The task of writing for me is always one of resurrection, of making live again what is no longer. As least as best one can. The sacraments embody a very deep truth. Christ lives when we take eat, when we take drink, in remembrance of him. Our loved dead live when we allow the absence and pain of their departure to be filled by the presence of our love. What do I mean when I say I feel Daniel’s presence? Let me first say what I don’t mean: I don’t sense a kind of ghost-presence or spirit, what the philosopher Gabriel Marcel called a “vaporized object.”

Birth, death, and love are the central mysteries of our lives. The death of a child involves a parent in all three of these mysteries. In a play (based in his experiences in the war in which he had to notify and meet with parents regarding the death of their child), Gabriel Marcel has a character say of her dead son, “When I think of him in a certain way—with tenderness, with recollection—there wells up in me something like a richer, deeper life in which I know he participates.
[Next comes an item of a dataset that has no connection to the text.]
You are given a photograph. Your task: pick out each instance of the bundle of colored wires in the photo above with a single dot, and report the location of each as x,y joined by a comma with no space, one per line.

This life is not I, nor is it he; it is both of us.” This passage captures what I have experienced—when I first read it, I thought, yes, I know that. This passage is not about remembrance only; it is about the power of love which allows one to feel the deceased loved one as an accompanying presence. I feel that Daniel accompanies me, that there is the possibility of life-in-death-in life. Love is what goes on in death, after death, in life that accompanies death. Daniel’s presence calls to something in me to answer. It’s as if his loss, his utter absence asks to be part of my ongoing life, a hole I must accept and carry around with me. When I can be present to that absence, it helps me to be whole.

 

Robert Cording taught English and creative writing at College of the Holy Cross for thirty-eight years and then worked as a poetry mentor in the Seattle Pacific University MFA program. He has published nine collections of poems, the latest of which is Without My Asking, and a volume of prose on poetry and religion, Finding the World’s Fullness. He has been awarded two NEA fellowships in poetry, a Pushcart Prize, and has had work in numerous anthologies, including Poets of the New Century, The Best American Spiritual Writing, The Poetry Anthology, and The Best American Poetry.